Si trasferì a Roma poco dopo, per seguire il figlio ricoverato al Policlinico. Finiti gli ultimi risparmi conobbe la strada e la disperazione. Poi i primi traffici. Vendere per conto di altri statuine di santi e rosari in piazza S.Pietro i giorni delle canonizzazioni dei santi. Gli affari iniziarono ad andare bene, si contavano i milioni, poteva risistemarsi. Decise di rischiare. Investì tutto quello che aveva guadagnato in un anno per un ultimo banchetto. Era il giorno della beatificazione di padre Pio. Comprò ogni tipo di cose. Rosari, catenine, medaglie, bracciali, oro, argento, statuette. Alle nove di mattina aveva già venduto quasi tutto. La folla divorava i suoi prodotti, aveva le tasche piene di folti mazzi di banconote da cento. Non riusciva a star dietro a tutte le mani che lo tiravano da una parte all'altra chiedendogli il prezzo, ha una busta? Rossi sono finiti? Quanti carati? Tenga il resto. Me ne dia altri venti. No grazie, solo d'argento. Gli suonò un paio di volte il telefonino, vide che era la sua compagna a chiamarlo e non stette a rispondere per non perdere tempo coi clienti, "la richiamo dopo", pensò. Alla terza chiamata si chiese se non era il caso di sentire cosa stava accadendo. Il pensiero corse immediatamente al figlio ancora ricoverato in ospedale, forse una grave ricaduta. Ma in quello stesso momento, alzando lo sguardo, con in mano il cellulare che continuava a suonare, vide farsi largo dritto davanti a lui, tra la folla, una pattuglia di finanzieri che avanzavano risoluti verso la sua bancarella. Impotente, mandò giù un po' di saliva, allentò l'espressione del viso in una paresi e lasciò cadere le braccia e il telefonino.
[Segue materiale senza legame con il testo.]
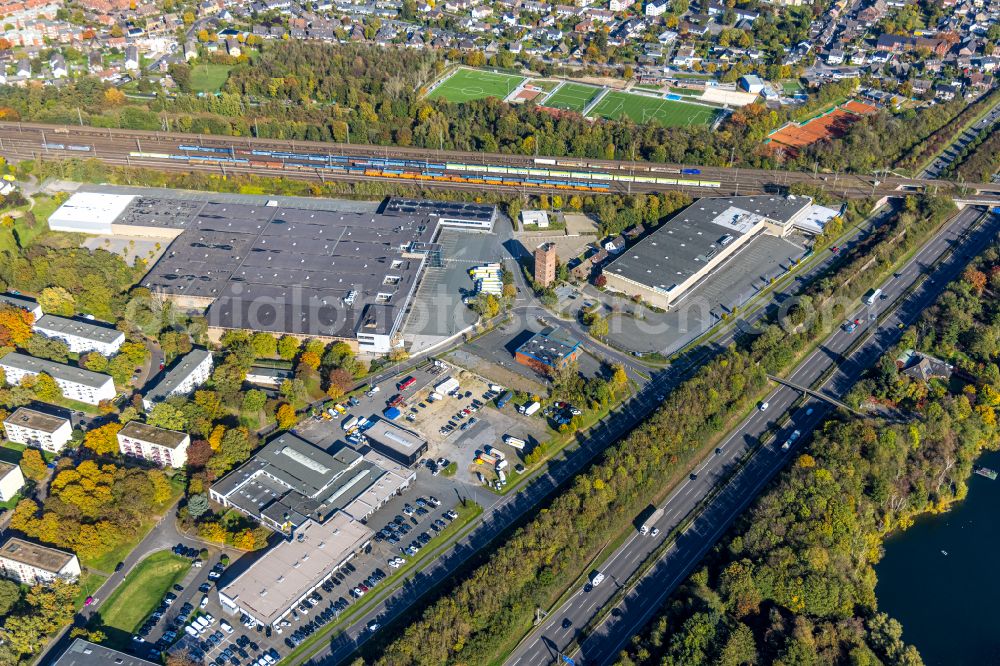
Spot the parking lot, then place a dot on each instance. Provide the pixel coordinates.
(404, 527)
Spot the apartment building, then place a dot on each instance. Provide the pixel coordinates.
(157, 445)
(75, 383)
(31, 564)
(81, 336)
(186, 375)
(38, 429)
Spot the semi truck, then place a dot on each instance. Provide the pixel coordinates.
(514, 442)
(653, 514)
(493, 451)
(791, 440)
(530, 408)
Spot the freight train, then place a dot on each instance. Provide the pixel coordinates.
(409, 169)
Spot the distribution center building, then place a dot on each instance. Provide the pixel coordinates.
(299, 270)
(664, 265)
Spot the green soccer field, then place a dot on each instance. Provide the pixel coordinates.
(642, 109)
(469, 84)
(571, 96)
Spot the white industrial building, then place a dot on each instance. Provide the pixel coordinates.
(38, 429)
(89, 212)
(24, 303)
(30, 564)
(75, 383)
(272, 586)
(538, 218)
(156, 445)
(186, 375)
(81, 336)
(11, 481)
La compagna aveva cercato di avvisarlo, gli voleva dire di chiudere tutto e andarsene al più presto, stava arrivando la finanza. L'aveva visto in televisione, da casa. Le telecamere di tutto il mondo si erano fermate sulla sua bancarella improvvisata e sul caos che vi ruotava intorno, gridando allo scandalo contro le speculazioni sul culto dei santi. I finanzieri non potevano non intervenire in mondovisione. Gli sequestrarono tutto. Aveva più di cento milioni in contanti nelle tasche. Confessò dicendo che erano tutti gli incassi delle vendite e così glieli sequestrano insieme a tutta la merce. Non aveva nessuna licenza per vendere quella roba. Le tasche erano di nuovo vuote. Poche settimane dopo il figlio morì. Da allora continua a vagare per Roma. Ogni tanto si interessa ancora di politica, legge molto i giornali. Ha iniziato a lavorare in un bar, dopo tanti mesi di totale smarrimento. Gli faccio i miei auguri.
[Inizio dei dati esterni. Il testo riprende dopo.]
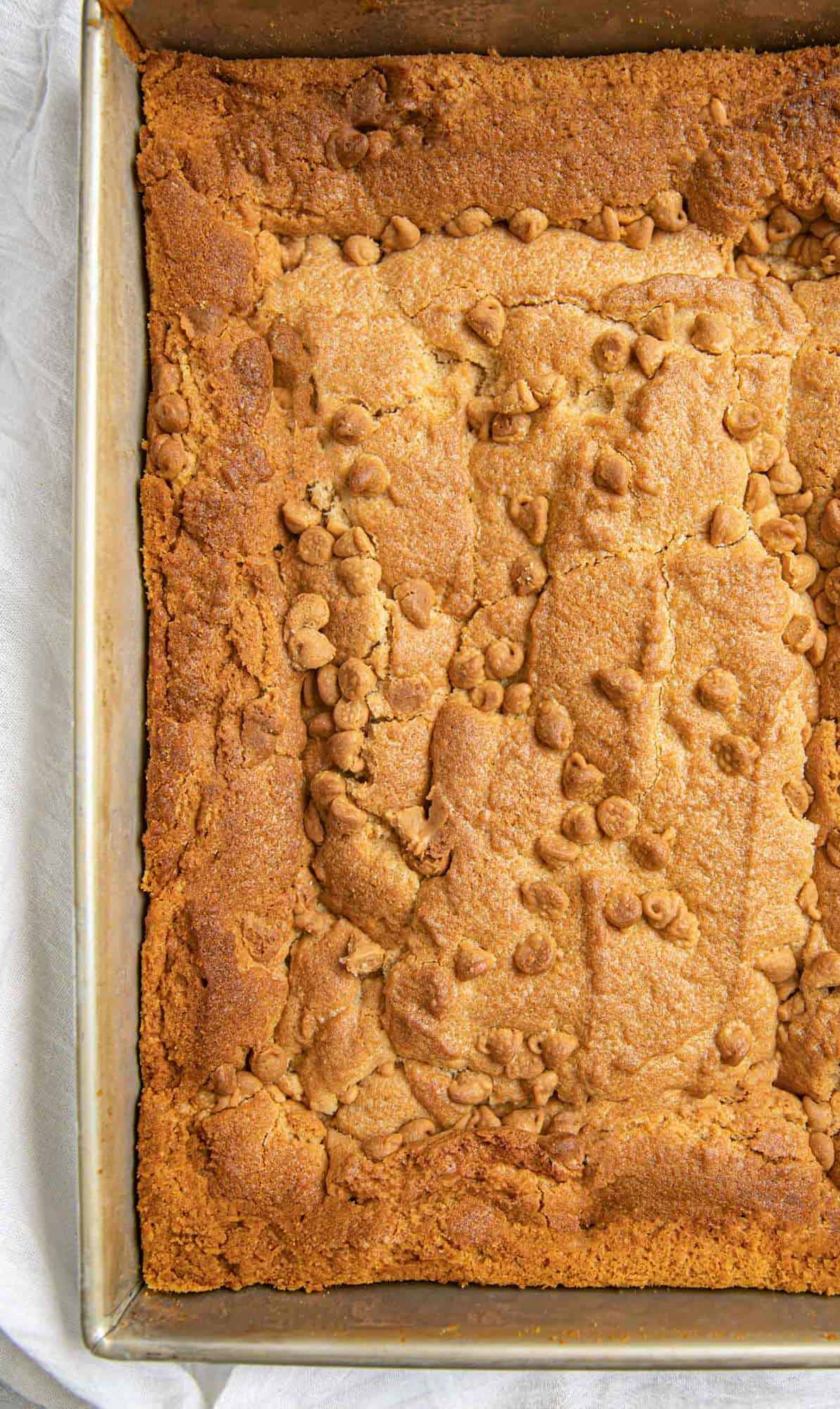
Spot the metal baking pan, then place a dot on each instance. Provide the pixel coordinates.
(389, 1325)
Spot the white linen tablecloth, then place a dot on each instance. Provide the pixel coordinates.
(42, 1356)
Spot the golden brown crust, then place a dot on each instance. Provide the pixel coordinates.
(491, 549)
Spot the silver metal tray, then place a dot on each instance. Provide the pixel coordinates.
(403, 1325)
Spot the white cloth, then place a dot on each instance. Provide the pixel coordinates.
(42, 1355)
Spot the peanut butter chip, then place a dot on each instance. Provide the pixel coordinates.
(534, 955)
(471, 962)
(622, 908)
(734, 1042)
(616, 818)
(612, 352)
(351, 425)
(170, 456)
(416, 601)
(717, 690)
(727, 526)
(579, 825)
(553, 725)
(315, 546)
(736, 755)
(741, 421)
(622, 687)
(368, 476)
(556, 850)
(173, 414)
(487, 319)
(579, 778)
(399, 235)
(299, 515)
(361, 250)
(527, 225)
(503, 659)
(710, 333)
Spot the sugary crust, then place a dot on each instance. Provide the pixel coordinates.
(491, 552)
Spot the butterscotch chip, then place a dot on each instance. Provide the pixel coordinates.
(518, 698)
(823, 1150)
(527, 574)
(667, 213)
(527, 225)
(299, 515)
(356, 680)
(579, 825)
(648, 353)
(416, 601)
(471, 222)
(368, 476)
(351, 425)
(315, 546)
(612, 473)
(639, 233)
(556, 850)
(534, 955)
(503, 659)
(710, 333)
(471, 962)
(361, 250)
(553, 725)
(487, 319)
(360, 576)
(173, 414)
(717, 690)
(170, 456)
(741, 421)
(399, 233)
(622, 687)
(651, 850)
(544, 898)
(612, 350)
(530, 515)
(467, 669)
(825, 970)
(661, 908)
(509, 430)
(616, 818)
(622, 908)
(736, 755)
(311, 649)
(733, 1042)
(488, 697)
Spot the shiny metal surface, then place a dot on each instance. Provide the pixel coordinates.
(406, 1325)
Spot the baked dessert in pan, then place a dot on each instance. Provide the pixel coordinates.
(491, 552)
Chiedo se ha visto gli altri, Gigi, Giancarlo e Carmelo. Mi dice di no. Sono due giorni che non si vedono in giro, pare che abbiano trovato una sistemazione in un centro di accoglienza un po' in periferia. Non si sa molto di più né lo si vuole sapere, rimossi, sembra che stiamo parlando di tre sconosciuti. La strada è anche questo. Non ha memoria, è una via senza nome, dall'oggi al domani riscrive i suoi passi e di chi cambia indirizzo non restano tracce, se non nei ricordi di pochi.
Ero tornato al primo binario per un saluto, non ho trovato nessuno.